Security was tight before the blind sheikh's court appearance in New York, amid fears in the United States that his indictment might produce a backlash from his fundamentalist followers. US embassies worldwide were reportedly stepping up security.

The indictment of the sheikh, who has been in custody since 2 July, follows months of investigation by the FBI and other law enforcement agencies which began after a car-bomb attack on the trade centre in February, in which six people died. In June, the authorities said they had uncovered a conspiracy to bomb other targets in the New York area, including the United Nations headquarters.

Sheikh Abdel-Rahman, 55, was among 15 men named in the indictment, which accuses them of conspiring to wage a 'war of urban terrorism against the United States'. Although 11 were charged previously in the trade centre bombing, it was the first time that the authorities alleged that recent terrorism in the US was the work of one organisation. There was no suggestion that their alleged activities were directed by foreign interests.

The decision to put the sheikh on trial was greeted with outrage among his followers in Egypt who issued a statement threatening to strike US targets if any harm came to him. But the move was welcomed by several of those who the US authorities claim were among the sheikh's followers' intended targets. Senator Alphonse D'Amato, a Republican from New York, suggested that the cleric should be executed if convicted.

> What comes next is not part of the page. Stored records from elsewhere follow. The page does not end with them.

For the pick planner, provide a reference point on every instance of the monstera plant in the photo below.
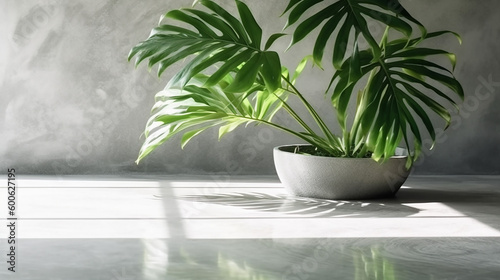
(230, 77)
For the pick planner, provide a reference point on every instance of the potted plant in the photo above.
(231, 77)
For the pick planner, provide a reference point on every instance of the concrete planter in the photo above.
(339, 178)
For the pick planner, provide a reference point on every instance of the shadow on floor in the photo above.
(309, 207)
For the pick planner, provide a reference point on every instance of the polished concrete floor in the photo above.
(134, 227)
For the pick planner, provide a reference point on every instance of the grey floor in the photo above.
(132, 228)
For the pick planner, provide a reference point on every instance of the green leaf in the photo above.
(229, 66)
(251, 26)
(230, 19)
(204, 30)
(246, 75)
(272, 39)
(271, 70)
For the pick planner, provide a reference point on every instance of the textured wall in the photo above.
(71, 104)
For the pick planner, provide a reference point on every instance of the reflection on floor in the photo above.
(437, 227)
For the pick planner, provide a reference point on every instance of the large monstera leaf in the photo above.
(213, 40)
(403, 87)
(347, 16)
(194, 108)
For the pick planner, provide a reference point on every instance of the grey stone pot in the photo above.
(339, 178)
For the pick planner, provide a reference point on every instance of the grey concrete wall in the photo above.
(71, 104)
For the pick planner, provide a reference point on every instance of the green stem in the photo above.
(331, 137)
(312, 140)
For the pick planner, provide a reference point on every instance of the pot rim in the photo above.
(403, 151)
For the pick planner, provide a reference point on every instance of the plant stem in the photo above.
(301, 136)
(331, 137)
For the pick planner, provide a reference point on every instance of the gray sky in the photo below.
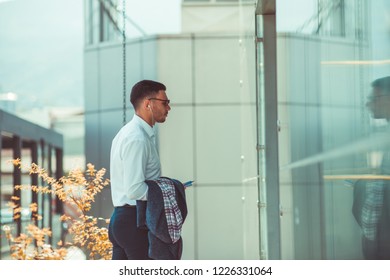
(41, 46)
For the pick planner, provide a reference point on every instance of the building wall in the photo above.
(209, 135)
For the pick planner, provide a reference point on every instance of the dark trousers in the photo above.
(129, 242)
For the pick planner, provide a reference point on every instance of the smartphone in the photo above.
(188, 184)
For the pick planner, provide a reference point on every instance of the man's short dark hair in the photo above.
(383, 84)
(143, 89)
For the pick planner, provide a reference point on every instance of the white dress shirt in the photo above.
(133, 159)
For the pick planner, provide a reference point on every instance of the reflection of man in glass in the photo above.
(372, 197)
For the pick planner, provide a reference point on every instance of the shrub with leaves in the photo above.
(78, 190)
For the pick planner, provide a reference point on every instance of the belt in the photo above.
(126, 206)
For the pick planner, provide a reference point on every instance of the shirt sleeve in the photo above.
(134, 157)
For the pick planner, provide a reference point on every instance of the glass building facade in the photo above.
(272, 99)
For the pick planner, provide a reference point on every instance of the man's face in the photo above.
(159, 106)
(379, 104)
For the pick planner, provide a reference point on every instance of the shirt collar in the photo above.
(148, 129)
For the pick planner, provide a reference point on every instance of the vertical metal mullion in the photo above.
(34, 179)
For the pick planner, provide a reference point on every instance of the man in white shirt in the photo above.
(134, 158)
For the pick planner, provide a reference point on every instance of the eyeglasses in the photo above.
(164, 101)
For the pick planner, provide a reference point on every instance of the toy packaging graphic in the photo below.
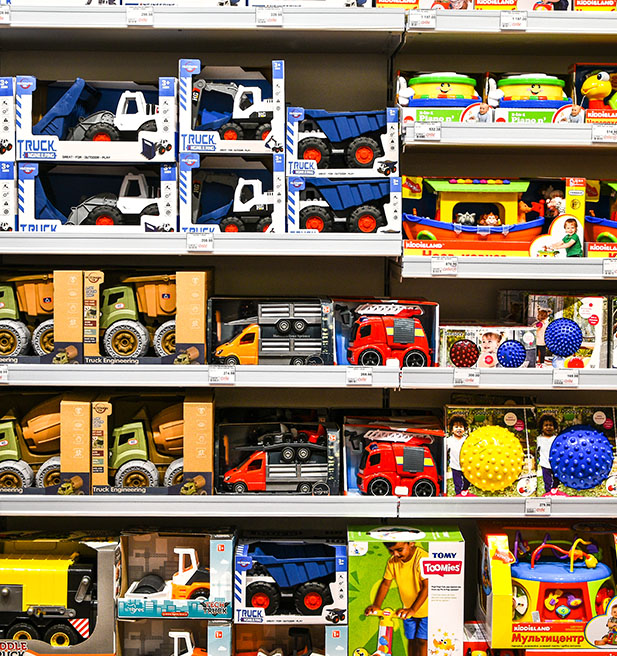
(491, 451)
(98, 199)
(349, 205)
(548, 586)
(266, 330)
(229, 110)
(232, 194)
(342, 144)
(394, 456)
(179, 575)
(487, 346)
(96, 121)
(413, 572)
(371, 331)
(154, 318)
(290, 582)
(152, 444)
(567, 433)
(572, 331)
(275, 457)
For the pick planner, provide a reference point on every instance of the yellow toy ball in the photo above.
(491, 458)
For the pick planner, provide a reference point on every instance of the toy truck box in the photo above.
(290, 457)
(279, 331)
(342, 144)
(371, 332)
(563, 432)
(391, 568)
(94, 199)
(572, 331)
(44, 444)
(182, 575)
(153, 444)
(394, 456)
(486, 345)
(230, 110)
(232, 194)
(355, 206)
(148, 318)
(96, 121)
(549, 586)
(290, 582)
(491, 451)
(73, 578)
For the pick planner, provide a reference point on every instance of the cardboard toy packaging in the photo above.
(389, 568)
(491, 451)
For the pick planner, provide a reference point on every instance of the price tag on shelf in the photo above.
(268, 16)
(513, 20)
(221, 374)
(603, 133)
(538, 506)
(202, 242)
(427, 131)
(425, 19)
(444, 265)
(565, 377)
(139, 16)
(359, 376)
(466, 377)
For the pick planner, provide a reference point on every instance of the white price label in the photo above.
(513, 20)
(221, 375)
(139, 16)
(538, 506)
(268, 16)
(359, 376)
(202, 242)
(565, 377)
(466, 377)
(444, 265)
(603, 133)
(425, 19)
(427, 131)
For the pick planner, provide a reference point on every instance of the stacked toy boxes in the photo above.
(232, 130)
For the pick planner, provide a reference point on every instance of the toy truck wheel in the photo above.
(164, 340)
(126, 339)
(15, 474)
(316, 150)
(137, 473)
(48, 473)
(311, 597)
(14, 338)
(43, 338)
(361, 153)
(263, 595)
(379, 487)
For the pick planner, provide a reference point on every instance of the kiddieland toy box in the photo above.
(232, 194)
(413, 571)
(96, 121)
(548, 586)
(491, 451)
(184, 575)
(152, 444)
(290, 582)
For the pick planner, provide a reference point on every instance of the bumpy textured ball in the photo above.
(464, 353)
(581, 457)
(563, 337)
(511, 353)
(491, 458)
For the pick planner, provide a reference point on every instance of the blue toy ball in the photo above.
(511, 354)
(581, 457)
(563, 337)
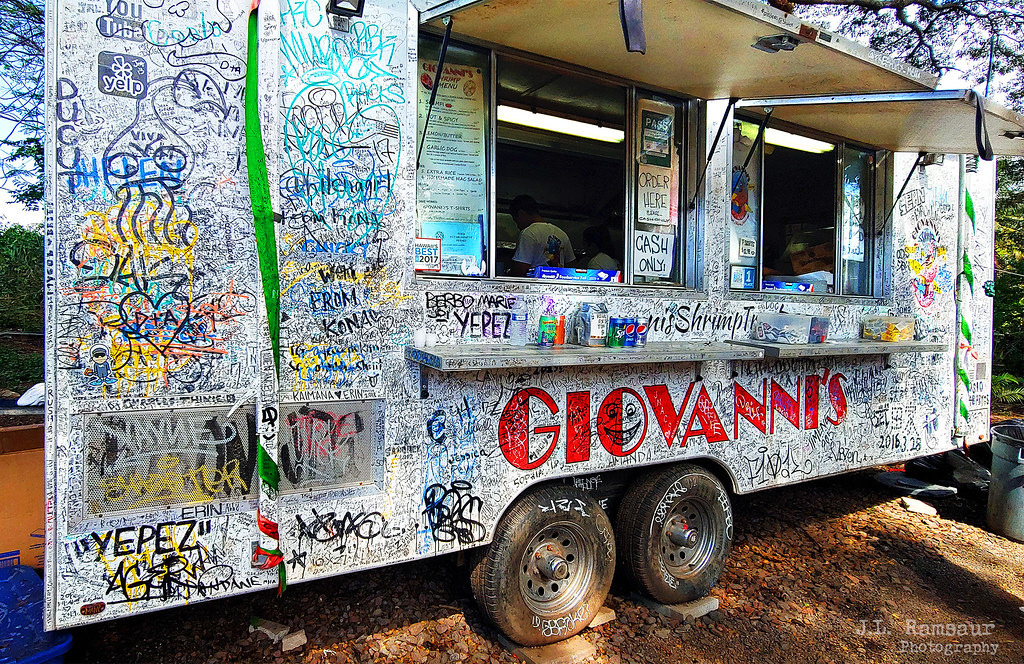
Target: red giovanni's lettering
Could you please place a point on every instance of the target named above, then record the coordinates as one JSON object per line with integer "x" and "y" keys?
{"x": 623, "y": 417}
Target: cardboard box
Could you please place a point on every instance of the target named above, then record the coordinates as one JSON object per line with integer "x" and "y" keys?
{"x": 790, "y": 328}
{"x": 887, "y": 328}
{"x": 22, "y": 515}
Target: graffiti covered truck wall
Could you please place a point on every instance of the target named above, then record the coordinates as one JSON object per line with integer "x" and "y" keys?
{"x": 227, "y": 407}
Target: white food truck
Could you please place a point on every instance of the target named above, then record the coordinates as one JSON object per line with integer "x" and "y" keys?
{"x": 298, "y": 255}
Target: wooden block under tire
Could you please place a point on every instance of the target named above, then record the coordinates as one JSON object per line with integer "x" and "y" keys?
{"x": 693, "y": 610}
{"x": 569, "y": 651}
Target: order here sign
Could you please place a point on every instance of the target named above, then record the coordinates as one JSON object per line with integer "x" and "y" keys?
{"x": 653, "y": 253}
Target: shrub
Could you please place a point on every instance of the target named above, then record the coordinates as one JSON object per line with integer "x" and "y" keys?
{"x": 20, "y": 280}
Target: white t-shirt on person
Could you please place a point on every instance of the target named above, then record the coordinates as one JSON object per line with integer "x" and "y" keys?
{"x": 544, "y": 244}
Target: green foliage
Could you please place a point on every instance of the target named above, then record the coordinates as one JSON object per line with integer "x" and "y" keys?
{"x": 951, "y": 36}
{"x": 22, "y": 99}
{"x": 1009, "y": 304}
{"x": 20, "y": 280}
{"x": 19, "y": 369}
{"x": 1008, "y": 388}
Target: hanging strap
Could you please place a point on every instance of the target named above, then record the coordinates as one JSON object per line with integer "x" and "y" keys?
{"x": 980, "y": 130}
{"x": 631, "y": 15}
{"x": 711, "y": 153}
{"x": 757, "y": 141}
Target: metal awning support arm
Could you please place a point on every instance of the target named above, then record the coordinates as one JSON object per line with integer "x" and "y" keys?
{"x": 980, "y": 131}
{"x": 921, "y": 157}
{"x": 433, "y": 88}
{"x": 711, "y": 153}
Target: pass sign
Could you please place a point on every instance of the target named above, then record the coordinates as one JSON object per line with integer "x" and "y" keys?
{"x": 427, "y": 254}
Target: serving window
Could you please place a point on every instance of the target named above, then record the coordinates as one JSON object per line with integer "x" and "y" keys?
{"x": 548, "y": 173}
{"x": 802, "y": 212}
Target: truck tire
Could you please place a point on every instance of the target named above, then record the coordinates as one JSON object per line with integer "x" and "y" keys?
{"x": 548, "y": 569}
{"x": 674, "y": 532}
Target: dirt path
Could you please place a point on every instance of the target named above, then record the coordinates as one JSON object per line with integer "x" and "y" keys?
{"x": 830, "y": 571}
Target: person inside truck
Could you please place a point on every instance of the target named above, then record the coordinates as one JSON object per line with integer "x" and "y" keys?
{"x": 540, "y": 243}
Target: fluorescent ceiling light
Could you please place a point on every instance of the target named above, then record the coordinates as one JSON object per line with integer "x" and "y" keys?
{"x": 559, "y": 125}
{"x": 786, "y": 139}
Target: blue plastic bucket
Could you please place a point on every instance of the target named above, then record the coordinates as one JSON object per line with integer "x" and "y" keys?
{"x": 23, "y": 638}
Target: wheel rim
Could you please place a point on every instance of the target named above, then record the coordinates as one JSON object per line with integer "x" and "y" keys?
{"x": 688, "y": 537}
{"x": 556, "y": 569}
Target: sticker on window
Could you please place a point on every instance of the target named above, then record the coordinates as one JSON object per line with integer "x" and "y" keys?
{"x": 427, "y": 254}
{"x": 741, "y": 278}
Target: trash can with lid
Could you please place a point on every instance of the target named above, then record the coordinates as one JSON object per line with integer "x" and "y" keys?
{"x": 1006, "y": 494}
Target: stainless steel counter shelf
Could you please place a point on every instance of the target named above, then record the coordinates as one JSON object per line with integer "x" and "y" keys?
{"x": 475, "y": 357}
{"x": 844, "y": 346}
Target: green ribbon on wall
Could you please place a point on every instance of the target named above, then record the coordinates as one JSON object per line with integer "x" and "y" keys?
{"x": 259, "y": 192}
{"x": 266, "y": 247}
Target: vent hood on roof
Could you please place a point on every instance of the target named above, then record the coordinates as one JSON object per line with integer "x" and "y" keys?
{"x": 939, "y": 121}
{"x": 697, "y": 47}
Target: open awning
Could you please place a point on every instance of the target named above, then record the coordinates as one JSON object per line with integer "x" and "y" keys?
{"x": 937, "y": 121}
{"x": 698, "y": 47}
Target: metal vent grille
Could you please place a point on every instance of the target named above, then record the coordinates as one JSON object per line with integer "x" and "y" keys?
{"x": 328, "y": 445}
{"x": 146, "y": 459}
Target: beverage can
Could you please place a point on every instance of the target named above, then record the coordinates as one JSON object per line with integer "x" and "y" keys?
{"x": 630, "y": 338}
{"x": 642, "y": 324}
{"x": 546, "y": 331}
{"x": 616, "y": 333}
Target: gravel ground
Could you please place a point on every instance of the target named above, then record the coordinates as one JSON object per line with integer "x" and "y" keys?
{"x": 829, "y": 571}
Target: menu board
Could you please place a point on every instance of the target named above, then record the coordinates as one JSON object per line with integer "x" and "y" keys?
{"x": 657, "y": 194}
{"x": 653, "y": 254}
{"x": 452, "y": 177}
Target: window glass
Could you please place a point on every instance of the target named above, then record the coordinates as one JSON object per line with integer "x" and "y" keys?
{"x": 799, "y": 215}
{"x": 452, "y": 178}
{"x": 560, "y": 174}
{"x": 856, "y": 212}
{"x": 656, "y": 247}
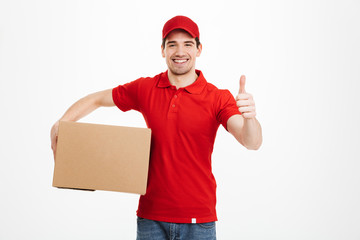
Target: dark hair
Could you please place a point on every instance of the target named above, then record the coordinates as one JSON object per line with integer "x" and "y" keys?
{"x": 196, "y": 40}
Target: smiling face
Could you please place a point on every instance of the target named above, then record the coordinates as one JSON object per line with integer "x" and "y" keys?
{"x": 180, "y": 52}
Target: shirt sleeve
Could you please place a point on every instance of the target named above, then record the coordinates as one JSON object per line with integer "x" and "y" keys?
{"x": 126, "y": 97}
{"x": 226, "y": 107}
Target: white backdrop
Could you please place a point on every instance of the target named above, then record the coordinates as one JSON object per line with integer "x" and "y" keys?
{"x": 302, "y": 62}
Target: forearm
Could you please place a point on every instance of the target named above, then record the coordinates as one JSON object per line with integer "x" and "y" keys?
{"x": 251, "y": 134}
{"x": 87, "y": 105}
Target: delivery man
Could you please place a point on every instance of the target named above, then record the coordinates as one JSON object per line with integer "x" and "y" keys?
{"x": 184, "y": 112}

The indictment lets the Egyptians out of a tight diplomatic corner. They were incensed that the US, which is committed to ensuring Egypt's stability, should have allowed the sheikh to preach revolution in Egypt and to incite his followers to overthrow President Hosni Mubarak. But they did not want him back in Egypt to face trial, although they were obliged to seek his extradition. His indictment gets him out of the way, without Cairo being seen as creating a martyr.

The sheikh was one of 24 defendants in the trial of the alleged assassins of President Anwar Sadat in 1982. He was a pathetic figure in the iron cage that served as the dock. He was accused of issuing the fatwa which declared Sadat a legitimate target, but he had no part in composing the ideological tract of the assassins, The Absent Pillar, whose author was executed. He was acquitted and retreated to Fayoum, south of Cairo, where he was again accused of incitement in the 1989 anti-government riots. Again he was acquitted.

Yet he enjoys increasing support, and any action taken against him is bound to create a backlash, for which the US is preparing itself after three radical Egyptian groups threatened to hit US targets.